Research Team Creates Smarter Sportswear that Moves Better with Body During Exercise

Soft tissue movement during exercise has long challenged sportswear and medical garment designers seeking precise fit and comfort. At the Hong Kong Polytechnic University, researchers have developed new tools to address this issue, offering data-driven insights that could improve compression clothing design and reduce the costly reliance on repeated physical prototyping.

Long Story, Cut Short
  • PolyU scientists developed a measurement technology achieving accuracy of 1.15mm in static and 2.36mm in dynamic conditions for tissue deformation.
  • The breakthrough method integrates Boussinesq solution with elastic theory to predict how different materials affect body tissue response systematically.
  • This cost-effective technology can be incorporated into existing CAD/CAM systems, reducing prototype dependency and enabling personalised compression wear development.
Inaccurate deformation measurements have historically resulted in ill-fitting compression garments that compromise functionality, particularly affecting athletic performance and medical efficacy.
All in the Fit Inaccurate deformation measurements have historically resulted in ill-fitting compression garments that compromise functionality, particularly affecting athletic performance and medical efficacy. Bradley Dunn / Unsplash

Researchers at are reshaping how compression garments are designed by focusing on how body tissues behave during movement. A new framework enables designers to predict garment-tissue interactions with greater precision, ensuring improved comfort and performance outcomes. The development addresses long-standing industry challenges that have limited effective compression wear and offers a more reliable basis for both sportswear and medical applications.
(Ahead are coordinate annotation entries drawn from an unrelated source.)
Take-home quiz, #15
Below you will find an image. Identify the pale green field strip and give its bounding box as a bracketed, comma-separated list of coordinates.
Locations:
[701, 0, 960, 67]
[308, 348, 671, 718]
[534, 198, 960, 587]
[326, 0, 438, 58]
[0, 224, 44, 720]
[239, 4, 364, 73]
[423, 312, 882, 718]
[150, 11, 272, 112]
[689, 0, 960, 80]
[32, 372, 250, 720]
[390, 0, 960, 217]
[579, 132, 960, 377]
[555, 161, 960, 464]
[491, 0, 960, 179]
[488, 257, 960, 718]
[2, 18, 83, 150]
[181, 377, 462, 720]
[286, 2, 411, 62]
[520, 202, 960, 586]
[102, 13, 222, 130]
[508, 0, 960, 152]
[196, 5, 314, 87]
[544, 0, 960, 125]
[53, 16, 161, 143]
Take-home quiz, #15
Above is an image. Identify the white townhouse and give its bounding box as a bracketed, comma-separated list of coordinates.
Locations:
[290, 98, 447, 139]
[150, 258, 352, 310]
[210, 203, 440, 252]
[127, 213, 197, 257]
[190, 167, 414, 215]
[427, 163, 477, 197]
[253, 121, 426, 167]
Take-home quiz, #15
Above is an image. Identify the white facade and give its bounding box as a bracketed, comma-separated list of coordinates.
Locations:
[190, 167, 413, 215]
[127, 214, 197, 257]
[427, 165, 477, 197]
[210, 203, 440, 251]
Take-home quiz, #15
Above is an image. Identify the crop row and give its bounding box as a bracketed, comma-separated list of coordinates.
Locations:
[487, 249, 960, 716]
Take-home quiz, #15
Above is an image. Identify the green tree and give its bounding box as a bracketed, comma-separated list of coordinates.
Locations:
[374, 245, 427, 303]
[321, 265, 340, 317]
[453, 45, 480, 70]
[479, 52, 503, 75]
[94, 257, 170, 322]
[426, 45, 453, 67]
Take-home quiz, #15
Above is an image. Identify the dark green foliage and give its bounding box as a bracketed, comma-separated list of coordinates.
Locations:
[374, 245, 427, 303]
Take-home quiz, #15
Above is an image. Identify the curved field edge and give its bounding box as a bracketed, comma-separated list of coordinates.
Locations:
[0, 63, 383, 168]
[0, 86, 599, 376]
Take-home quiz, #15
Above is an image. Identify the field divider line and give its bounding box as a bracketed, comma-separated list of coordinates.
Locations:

  • Researchers confirmed that the system reduced common motion artefacts which had previously limited dynamic measurement reliability in compression garment studies.
  • Validation demonstrated accuracy levels consistent across both static and dynamic tests, showing the framework’s robustness for applications in everyday sports activity.
  • The method provides garment designers with quantitative insight into how pressure is distributed across body areas during complex athletic movement.
  • The research findings have been published in a paper titled 'A novel anthropometric method to accurately evaluate tissue deformation' in Frontiers in Bioengineering and Biotechnology.

THE STUDY: Researchers at the Hong Kong Polytechnic University (PolyU) have addressed fundamental challenges in compression garment design by developing this systematic framework that combines image recognition algorithms with mechanical property testing to understand tissue-garment interactions. The method tackles longstanding issues with motion artefacts that have compromised measurement accuracy in previous methodologies, particularly when subjects were in motion rather than static positions.

  • The framework incorporated digital imaging with mechanical testing, allowing researchers to synchronise fabric pressure data with observed tissue movement for precise modelling.
  • Researchers demonstrated that by adjusting circumferential parameters in their model, garment prototypes could be digitally tested before physical production.
  • The methodology allows customisation for garments beyond sportswear, extending to clinical applications where compression levels must be medically prescribed.

WHAT’S AT STAKE: Inaccurate deformation measurements have historically resulted in ill-fitting compression garments that compromise functionality, particularly affecting athletic performance and medical efficacy. This systematic measurement gap has limited designers' ability to create solutions that optimise both comfort and performance outcomes. The stakes extend beyond simple fit issues to encompass physiological effects including blood circulation, muscle support, and injury prevention capabilities.

  • Compression garments with poor fit can undermine therapeutic effectiveness in post-surgical recovery where consistent pressure distribution is critical.
  • Inaccurate sizing raises risks of reduced comfort and premature fatigue, affecting both professional athletes and general consumers during extended wear.
  • Ill-fitting compression garments may restrict circulation instead of improving it, creating health risks contrary to intended medical benefits.
  • Inconsistent garment effectiveness erodes consumer trust, limiting wider adoption of compression wear across athletic and healthcare markets.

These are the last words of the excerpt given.